At first, the authorities proposed that every census-taker be accompanied by two or three security personnel for their own protection. But the former turned down the offers. "How could we look people in the eye, coming to them with the police?" said Zara Suleimanova, who was delivering census forms in Grozny. "People would simply not have understood us and thought we were coming to 'mop them up'." She was referring to the Russian military's constant brutal "mop-up" operations over the last three years.


Chechens who did fill in the forms said that answering some of the questions was a real challenge. "Take the point 'size of space occupied,'" said Lidia Yusupova, who was in charge of the census in the Leninsky region of Grozny. "Many of our residents live in semi-destroyed homes. In my own two-room apartment, one room is closed. The floor has fallen through from the fifth to the first storey. What should I say?"


Census-taking in Grozny was a tricky undertaking altogether. "In one five-storey block of flats, which was not even ruined, I could not get an answer from a single apartment," said Suleimanova. "Either absolutely no one is living in the house or no one wanted to answer the door."


Security concerns were a major reason why the census in Chechnya was conducted over just two days, instead of the week allocated for the rest of Russia. "It's possible that this small time-frame was the reason for the figure of a million and more," said Murad Nashkoyev, a Chechen political analyst "The population size they came up with was a rough guess."


Others see a political motive for the inflated figures. "I see two possible reasons for what has happened," said Ruslan Badalov, a prominent Chechen human rights activist based in Ingushetia. "In the first place, a deliberate increase in the size of the population is useful to heads of administration in Chechnya: it means allocation of financial resources for 'dead souls' - children's benefits, pensions and so on, which can then be 'pocketed away'.

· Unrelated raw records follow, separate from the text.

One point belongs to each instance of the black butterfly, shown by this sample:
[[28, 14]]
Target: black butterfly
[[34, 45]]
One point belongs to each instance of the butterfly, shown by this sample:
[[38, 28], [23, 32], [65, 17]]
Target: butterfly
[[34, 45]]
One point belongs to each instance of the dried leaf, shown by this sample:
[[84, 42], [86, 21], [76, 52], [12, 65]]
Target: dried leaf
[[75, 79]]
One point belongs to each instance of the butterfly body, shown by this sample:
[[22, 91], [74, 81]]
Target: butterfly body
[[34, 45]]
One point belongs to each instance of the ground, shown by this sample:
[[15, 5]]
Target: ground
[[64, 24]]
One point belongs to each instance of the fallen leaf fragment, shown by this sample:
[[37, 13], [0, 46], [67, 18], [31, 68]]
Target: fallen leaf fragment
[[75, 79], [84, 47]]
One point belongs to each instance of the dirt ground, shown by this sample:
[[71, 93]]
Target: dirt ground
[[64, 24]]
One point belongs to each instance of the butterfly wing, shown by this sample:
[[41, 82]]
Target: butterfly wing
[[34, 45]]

"Secondly, the authorities in the Kremlin and the Russian military need this to show that people are returning and that means that military action in the republic has ended and peaceful life has returned."


Despite the chorus of complaint, the authorities have already begun to make use of the new figures. Meeting the president of Ingushetia, Murat Zyazikov, the pro-Moscow prime minister of Chechnya, Stanislav Ilyasov, asked, "One million one hundred thousand people are living peacefully in Chechnya, so why don't the refugees in Ingushetia return home?"


Ilyasov said that the census data showed that there were only 26,000 refugees living in camps in Ingushetia (many others live in private accommodation). He said most of them could be found homes in Chechnya.


Timur Aliev is a freelance journalist based in Nazran, Ingushetia.